Epoch Loop (typically $E=60$ ):
- Extract CLS features for all images.
- Run DBSCAN clustering (with dataset-adaptive settings: $\epsilon = 0.6$ , variable min samples).
- Sub-cluster identities by camera.
- Update cluster and camera proxies by averaging.
- Shuffle dataset, construct minibatches (batch size $B=128$ or $64$).
- For each batch, compute enhanced features, cluster/camera proxy losses (and optionally token constraint losses), and backpropagate via SGD.
- Reduce learning rate at predefined epochs.

Main protocol hyperparameters are summarized as follows:

Parameter	Setting (Market)	Setting (MSMT)
Backbone	ViT-B/16 (LUPerson)	ViT-B/16 (LUPerson)
Batch Size	128	128
Learning Rate	1e-3 (decay ×0.1)	1e-3 (decay ×0.1)
DBSCAN eps/minpts	0.6 / 8	0.6 / 16
Top-K locals	40% tokens	40% tokens
Proxy Momentum	0.2	0.2
$\lambda$ (camera loss)	0.7	1.0
Epochs	60	60

5. Quantitative Performance

ViTC-UReID achieves leading results for unsupervised person re-identification, as measured by mean average precision (mAP) and Cumulative Matching Characteristic (CMC) rank-1 metrics:

Dataset	mAP	Rank-1	Rank-5	Rank-10
Market-1501	92.8	97.1	99.1	99.5
MSMT-17	63.6	85.8	92.3	94.1
CUHK03(L)	89.8	91.1	95.1	97.1

On Market-1501, mAP and rank-1 exceed all prior fully unsupervised methods, improving over DAPRH by 6.9 mAP points and over the IQAGA UDA approach by over 56 mAP points when no labeled source data is used. Ablation studies confirm that both enhanced local-global features and the camera-aware proxy loss contribute significant independent gains: for example, on MSMT, camera-aware proxy learning alone boosts mAP by +9.6 and rank-1 by +6.5, compared to an identity-only baseline (Pham et al., 4 Jan 2026). TCMM reports Market-1501 performance of mAP 83.2 and rank-1 92.1 (Zhu et al., 15 Jan 2025).

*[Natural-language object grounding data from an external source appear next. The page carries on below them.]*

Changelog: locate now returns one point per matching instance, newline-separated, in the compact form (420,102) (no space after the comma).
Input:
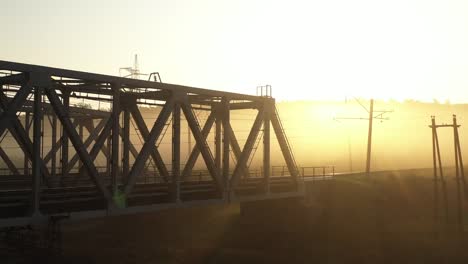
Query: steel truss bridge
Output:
(58,179)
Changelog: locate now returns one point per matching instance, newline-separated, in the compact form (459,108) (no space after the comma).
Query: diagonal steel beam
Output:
(236,149)
(8,162)
(22,138)
(283,143)
(94,133)
(148,147)
(9,112)
(77,143)
(132,148)
(242,162)
(201,143)
(196,151)
(57,145)
(156,156)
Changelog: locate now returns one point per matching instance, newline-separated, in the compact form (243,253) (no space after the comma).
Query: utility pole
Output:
(369,137)
(379,116)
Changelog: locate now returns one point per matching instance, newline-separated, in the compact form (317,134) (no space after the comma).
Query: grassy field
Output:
(386,219)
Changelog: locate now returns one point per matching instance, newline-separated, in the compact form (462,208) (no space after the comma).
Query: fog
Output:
(320,134)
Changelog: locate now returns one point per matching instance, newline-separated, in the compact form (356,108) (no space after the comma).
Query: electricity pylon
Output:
(380,116)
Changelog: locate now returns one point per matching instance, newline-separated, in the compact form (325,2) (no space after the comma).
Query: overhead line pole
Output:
(369,134)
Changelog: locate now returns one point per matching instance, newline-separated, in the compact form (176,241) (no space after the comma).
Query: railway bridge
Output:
(91,166)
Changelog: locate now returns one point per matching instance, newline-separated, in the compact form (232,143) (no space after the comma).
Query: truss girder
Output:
(62,88)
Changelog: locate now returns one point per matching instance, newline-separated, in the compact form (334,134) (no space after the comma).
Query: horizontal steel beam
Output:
(125,82)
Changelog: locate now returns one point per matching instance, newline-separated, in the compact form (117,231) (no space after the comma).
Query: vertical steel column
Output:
(226,144)
(115,138)
(176,152)
(26,126)
(126,144)
(108,157)
(66,105)
(80,134)
(266,145)
(218,140)
(53,147)
(36,175)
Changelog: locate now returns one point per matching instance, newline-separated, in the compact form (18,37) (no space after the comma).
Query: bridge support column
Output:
(66,104)
(37,137)
(53,147)
(176,153)
(226,145)
(126,145)
(266,145)
(26,127)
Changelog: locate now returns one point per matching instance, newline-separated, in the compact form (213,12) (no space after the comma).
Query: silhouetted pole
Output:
(369,137)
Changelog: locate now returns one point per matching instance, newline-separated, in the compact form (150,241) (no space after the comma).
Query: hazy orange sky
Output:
(304,49)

6. Analysis of Key Mechanisms and Ablations

Ablation experiments demonstrate the synergy between cluster-level, camera-aware, and token-level mechanisms:

Component	Market mAP / R1	MSMT mAP / R1
Baseline (ClusterNCE)	90.7 / 96.4	53.3 / 78.9
+ EIR (CLS+Locals)	92.5 / 96.5	55.7 / 80.6
+ CAP (Camera loss)	92.0 / 96.6	62.9 / 85.4
Full (EIR + CAP)	92.8 / 97.1	63.6 / 85.8

Removing token constraints or memory components in TCMM reduces mAP by 3–4 points on Market. Discarding outlier re-mining (assigning hard DBSCAN outliers) further decreases mAP by up to 1.5. This demonstrates that token-level suppression mitigates patch errors, while memory components and camera-aware proxying are necessary for robust cross-camera matching (Zhu et al., 15 Jan 2025).

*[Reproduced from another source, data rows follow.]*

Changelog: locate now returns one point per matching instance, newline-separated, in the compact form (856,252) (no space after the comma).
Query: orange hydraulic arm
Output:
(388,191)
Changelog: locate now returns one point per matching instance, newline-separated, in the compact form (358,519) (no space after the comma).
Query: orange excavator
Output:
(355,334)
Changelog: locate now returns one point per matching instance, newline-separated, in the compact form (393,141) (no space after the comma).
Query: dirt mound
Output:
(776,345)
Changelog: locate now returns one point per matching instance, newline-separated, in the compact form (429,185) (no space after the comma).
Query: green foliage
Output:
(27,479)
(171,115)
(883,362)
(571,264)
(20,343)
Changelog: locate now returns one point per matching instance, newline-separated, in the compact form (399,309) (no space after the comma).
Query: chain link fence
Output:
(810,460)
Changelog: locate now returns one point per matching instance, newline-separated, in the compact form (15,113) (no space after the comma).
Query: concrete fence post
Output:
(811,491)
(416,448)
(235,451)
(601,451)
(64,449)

7. Significance and Position within ReID Research

ViTC-UReID advances unsupervised ReID by:

Leveraging the transformer architecture, enabling global and self-attention aggregation of visual cues, outperforming convolutional alternatives (e.g., ResNet-50) on large-scale, multi-camera datasets.
Introducing camera-aware proxies, which enforce invariance to camera-specific artifacts directly in the representation.
Implementing token-level suppression to handle transformer susceptibility to background noise and patch artifacts, as evidenced by TCMM.
Providing a fully unsupervised protocol: no labeled target or source data, pseudo-labels derived online via clustering, and no requirement for handcrafted attributes or domain-specific pretraining.

The approach has established new state-of-the-art baselines and demonstrated generalizability across multiple datasets, supporting its utility for real-world surveillance deployments and related transfer-free ReID scenarios (Pham et al., 4 Jan 2026, Zhu et al., 15 Jan 2025).